Pengorbanan yang Abadi: Sayyidah Khadijah dan Lahirnya Islam (2)
Pengorbanan Sebelum Kemenangan
Sejarah sering merangkum pengorbanan Khadijah (sa) dengan kalimat sederhana: “Ia menginfakkan hartanya untuk Islam.” Namun kalimat singkat itu jauh dari memadai. Sesungguhnya, ia memberikan bukan sebagian, melainkan seluruh hartanya.
Al-Qur’an menegaskan perbedaan antara orang yang berjuang sebelum kemenangan dan setelahnya: “Tidaklah sama di antara kalian orang-orang yang berinfak dan berperang sebelum kemenangan…” (QS. 57:10). Khadijah (sa) adalah perwujudan ayat ini. Ia berkorban ketika Islam masih kecil, ketika jumlah kaum Muslim dapat dihitung dengan jari, ketika ejekan, pengucilan, dan siksaan menjadi santapan sehari-hari.
Puncak pengorbanannya terjadi pada masa pemboikotan Quraisy di Syi’b Abi Thalib. Selama tiga tahun, kaum Muslimin diasingkan, diputus jalur perdagangan, dan dibiarkan kelaparan. Khadijah (sa) menghabiskan seluruh sisa kekayaannya demi menyambung hidup kaum beriman. Ia sendiri merasakan perihnya lapar hingga akhirnya jatuh sakit dan wafat. Wafatnya menjadi bagian dari ‘Am al-Huzn—Tahun Kesedihan—karena Nabi kehilangan dua penopang utamanya: Khadijah (sa) dan Abu Thalib (as).
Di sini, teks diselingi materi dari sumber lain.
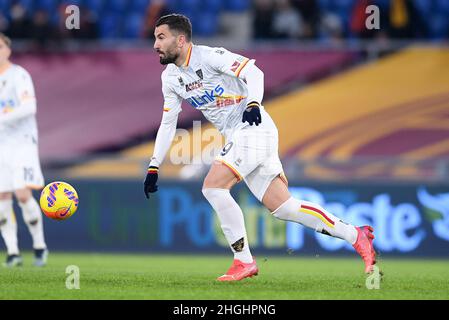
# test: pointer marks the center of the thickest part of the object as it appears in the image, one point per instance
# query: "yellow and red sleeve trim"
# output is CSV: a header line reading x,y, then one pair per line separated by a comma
x,y
234,170
189,54
237,72
317,213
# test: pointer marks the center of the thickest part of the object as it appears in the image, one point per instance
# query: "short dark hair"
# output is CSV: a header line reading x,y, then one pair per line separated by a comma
x,y
177,22
5,40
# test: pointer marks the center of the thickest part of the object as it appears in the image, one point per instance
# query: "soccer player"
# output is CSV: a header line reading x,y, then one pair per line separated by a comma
x,y
20,170
228,89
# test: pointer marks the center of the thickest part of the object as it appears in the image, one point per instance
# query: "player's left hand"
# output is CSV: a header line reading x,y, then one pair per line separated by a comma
x,y
252,114
149,185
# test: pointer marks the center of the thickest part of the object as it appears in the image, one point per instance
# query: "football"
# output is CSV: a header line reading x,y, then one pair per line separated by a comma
x,y
59,200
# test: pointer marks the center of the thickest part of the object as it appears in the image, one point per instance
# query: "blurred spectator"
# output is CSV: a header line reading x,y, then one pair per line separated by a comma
x,y
263,19
331,27
42,31
155,10
310,12
402,17
287,22
4,24
20,25
88,24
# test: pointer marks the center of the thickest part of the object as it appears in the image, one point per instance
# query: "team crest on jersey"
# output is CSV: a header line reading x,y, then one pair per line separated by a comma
x,y
200,73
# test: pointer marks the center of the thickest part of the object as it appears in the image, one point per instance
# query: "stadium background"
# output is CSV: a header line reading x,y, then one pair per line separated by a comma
x,y
363,117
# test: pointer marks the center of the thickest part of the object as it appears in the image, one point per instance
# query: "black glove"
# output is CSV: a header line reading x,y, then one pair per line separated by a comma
x,y
150,186
252,114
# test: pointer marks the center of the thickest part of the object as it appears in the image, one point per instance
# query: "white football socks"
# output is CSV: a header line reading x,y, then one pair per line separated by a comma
x,y
8,227
314,216
33,219
232,222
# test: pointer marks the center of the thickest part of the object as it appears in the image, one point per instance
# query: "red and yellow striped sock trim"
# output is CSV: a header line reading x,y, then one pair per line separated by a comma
x,y
234,171
317,213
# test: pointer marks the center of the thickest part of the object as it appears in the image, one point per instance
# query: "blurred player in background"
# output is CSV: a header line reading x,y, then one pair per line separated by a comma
x,y
20,170
228,89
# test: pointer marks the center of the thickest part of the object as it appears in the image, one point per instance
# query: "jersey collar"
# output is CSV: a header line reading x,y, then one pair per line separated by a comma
x,y
189,56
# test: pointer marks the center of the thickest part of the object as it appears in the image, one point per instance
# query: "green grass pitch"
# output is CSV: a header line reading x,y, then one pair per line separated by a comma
x,y
160,277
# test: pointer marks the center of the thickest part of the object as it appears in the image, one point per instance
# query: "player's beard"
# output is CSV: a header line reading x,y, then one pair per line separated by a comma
x,y
168,58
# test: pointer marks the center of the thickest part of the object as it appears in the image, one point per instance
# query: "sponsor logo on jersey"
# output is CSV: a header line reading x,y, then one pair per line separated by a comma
x,y
206,98
194,85
6,105
199,73
235,66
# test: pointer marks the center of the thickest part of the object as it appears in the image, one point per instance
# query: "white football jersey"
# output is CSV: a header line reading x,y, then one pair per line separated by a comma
x,y
211,80
17,91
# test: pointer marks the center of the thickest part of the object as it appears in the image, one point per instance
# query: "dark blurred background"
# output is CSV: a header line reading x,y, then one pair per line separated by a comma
x,y
363,118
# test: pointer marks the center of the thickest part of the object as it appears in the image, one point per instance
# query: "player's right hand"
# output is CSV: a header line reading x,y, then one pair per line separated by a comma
x,y
252,114
149,185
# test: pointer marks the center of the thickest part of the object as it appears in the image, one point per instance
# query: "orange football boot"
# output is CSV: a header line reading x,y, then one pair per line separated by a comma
x,y
239,271
364,246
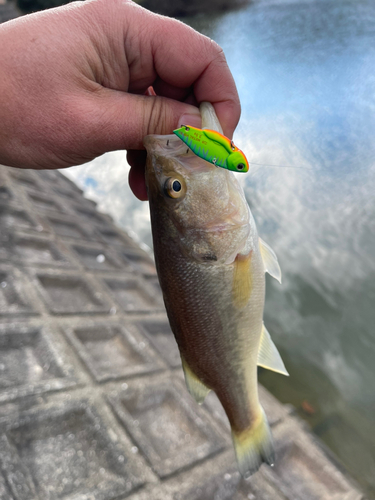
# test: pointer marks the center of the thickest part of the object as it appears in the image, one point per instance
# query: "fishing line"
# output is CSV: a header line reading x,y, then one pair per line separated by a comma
x,y
279,166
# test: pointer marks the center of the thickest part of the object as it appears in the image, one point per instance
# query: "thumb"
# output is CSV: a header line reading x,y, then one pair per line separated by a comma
x,y
125,119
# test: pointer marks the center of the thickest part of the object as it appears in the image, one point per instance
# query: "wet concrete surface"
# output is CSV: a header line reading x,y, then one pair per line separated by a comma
x,y
92,398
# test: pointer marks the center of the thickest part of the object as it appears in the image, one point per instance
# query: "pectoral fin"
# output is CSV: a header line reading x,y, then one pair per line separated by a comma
x,y
196,388
268,355
242,280
270,262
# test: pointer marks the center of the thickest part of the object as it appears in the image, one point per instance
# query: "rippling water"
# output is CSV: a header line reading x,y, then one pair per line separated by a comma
x,y
305,71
Ibu Ahlulbait: Pondasi Risalah dan Imamah
Sayyidah Khadijah (sa) adalah ibu dari Sayyidah Fatimah Zahra (sa), nenek dari sebelas Imam, dan pengasuh bagi Imam Ali (as) sejak kecil. Dengan demikian, rumah tangganya menjadi buaian bagi risalah dan imamah sekaligus.
Imam Khamenei menegaskan bahwa Ahlulbait tidak bisa dipisahkan dari Khadijah (sa). Bahkan sejarawan besar Sunni, Ibn Hajar al-‘Asqalani, menyatakan bahwa akar dari Ahlulbait adalah Khadijah (sa). Sebab, dari rahimnya lahir Fatimah Zahra (sa), dan di rumahnyalah Ali (as) dibesarkan hingga kemudian menikah dengan Fatimah (sa). Maka, setiap cinta kepada Ahlulbait sejatinya kembali berakar pada cinta kepada Khadijah (sa).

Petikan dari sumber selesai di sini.